One of the important complications of the central venous catheters is the catheter related thromboembolism. Ignatov et al (13) reported the incidence of thrombosis to be about 7.5%. Bern et al (14) reported that administration of 1 mg oral warfarin daily reduces the risk of thromboembolism about 20%. We did not administer any anti-coagulant or anti-aggregant agent in our study. But the port-catheter system maintenance was done by flushing the system with normal saline and then re-filling it with diluted heparine-saline solution. We did not see any thrombosis in the early period in our study patients. We have seen a catheter thrombosis after 4 months of the procedure but this patient was catheterized in some other clinic and we removed the thrombosed catheter.
We have accepted it as failure of catheter application when ultrasonography aid was needed in the procedure in Group 1 patients and these patients were included into Group 2. We had 4 (16%) procedures in which the catheters were intended to be manually inserted but after some trials ultrasonography aid was needed. In a study conducted with over 400 patients it is reported that the rate of success in port catheterization with the conventional surgical technique is about 80% (15). Our success rate is 84% and is similar to the literature. Most of our study patients were accepted for catheterization in the early postoperative period of oncological surgery and most of the patients were dehydrated. We think that these factors may reduce the success rates in the non-ultrasonography aided group.

Arterial, nerve or pleural injury may be reduced when the ultrasonography aid is used in the procedure (16). Randolph et al (17) reported that the risk of vascular or nerve injury is reduced about 80% when ultrasonography is used. Gebauer et al (18) used fluoroscopy and ultrasonography in the procedure and reported that they had no complications such as nerve injury, hematoma or pneumothorax. The venous puncture count before catheter insertion was significantly lower in the ultrasonography aided group (Group 2) in our study (p=0,003). We had 2 local hematomas at the venous puncture site in Group 1 but the hematomas resolved in time.

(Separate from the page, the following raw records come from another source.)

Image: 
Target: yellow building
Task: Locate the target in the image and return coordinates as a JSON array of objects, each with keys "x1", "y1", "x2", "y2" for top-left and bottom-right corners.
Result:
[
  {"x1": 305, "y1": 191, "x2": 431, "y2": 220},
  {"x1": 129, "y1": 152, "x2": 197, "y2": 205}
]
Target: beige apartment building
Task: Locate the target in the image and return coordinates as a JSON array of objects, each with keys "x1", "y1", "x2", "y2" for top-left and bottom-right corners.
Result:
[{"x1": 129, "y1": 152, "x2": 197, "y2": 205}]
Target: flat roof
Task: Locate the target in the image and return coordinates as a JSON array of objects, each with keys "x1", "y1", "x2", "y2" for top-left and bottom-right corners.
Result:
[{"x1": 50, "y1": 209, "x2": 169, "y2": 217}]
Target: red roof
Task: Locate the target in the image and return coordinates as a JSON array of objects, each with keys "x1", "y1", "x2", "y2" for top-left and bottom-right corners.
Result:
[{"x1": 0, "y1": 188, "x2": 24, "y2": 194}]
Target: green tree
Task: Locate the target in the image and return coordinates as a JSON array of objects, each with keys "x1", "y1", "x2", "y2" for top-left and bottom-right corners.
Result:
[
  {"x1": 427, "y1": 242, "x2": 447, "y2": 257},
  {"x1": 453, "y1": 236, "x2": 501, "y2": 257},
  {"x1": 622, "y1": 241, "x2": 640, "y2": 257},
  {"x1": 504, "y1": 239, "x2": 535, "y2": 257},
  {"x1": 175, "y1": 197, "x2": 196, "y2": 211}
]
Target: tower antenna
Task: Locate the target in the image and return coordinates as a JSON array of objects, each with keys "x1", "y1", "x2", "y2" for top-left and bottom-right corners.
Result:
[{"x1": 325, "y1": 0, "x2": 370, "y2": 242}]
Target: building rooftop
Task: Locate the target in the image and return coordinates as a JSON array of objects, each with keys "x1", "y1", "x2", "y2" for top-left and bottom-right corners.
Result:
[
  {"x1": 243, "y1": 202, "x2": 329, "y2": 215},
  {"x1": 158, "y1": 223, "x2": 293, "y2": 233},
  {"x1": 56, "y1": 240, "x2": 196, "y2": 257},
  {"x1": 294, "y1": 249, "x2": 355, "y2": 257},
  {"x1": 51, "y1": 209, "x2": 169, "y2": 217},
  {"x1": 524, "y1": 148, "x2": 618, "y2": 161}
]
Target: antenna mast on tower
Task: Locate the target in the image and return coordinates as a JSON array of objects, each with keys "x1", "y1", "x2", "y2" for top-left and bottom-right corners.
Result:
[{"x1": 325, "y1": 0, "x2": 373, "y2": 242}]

The Visual Analogue Scale (VAS) was used in this study. It is commonly used in many clinical and behavioural studies to standardize and measure the non-objective data such as pain and comfort (19 - 21). VAS is consisted of a 10 cm long line on a plain paper. One end of the line represents the worst condition or lowest degree and the other end represents best condition or highest degree and patients are asked to mark their degree of what is being measured on the scale (22). The VAS scores of pain are significantly lower in Group 2. That means patients had felt less pain when the procedure was done with ultrasonography aid. The comfortability scores were nearly equal with each other. That means patient comfort during the procedure was nearly equal.

CONCLUSION

Most of the hospitalized patients suffering from chronic illnesses also suffer from central or peripheral vascular catheters. These catheters may be occluded, infected or inflammated and then need to be revised or changed. Every attempt of re-catheterization means pain and risk of infection for the patient. Also no clinician would like to lose a patient because of septicemia caused by a small venous catheter. We think that the port catheters come in aid here. They can be inserted with low complication rates and if ultrasonography aided these rates are even lower. Also they increase patient comfort and daily life quality.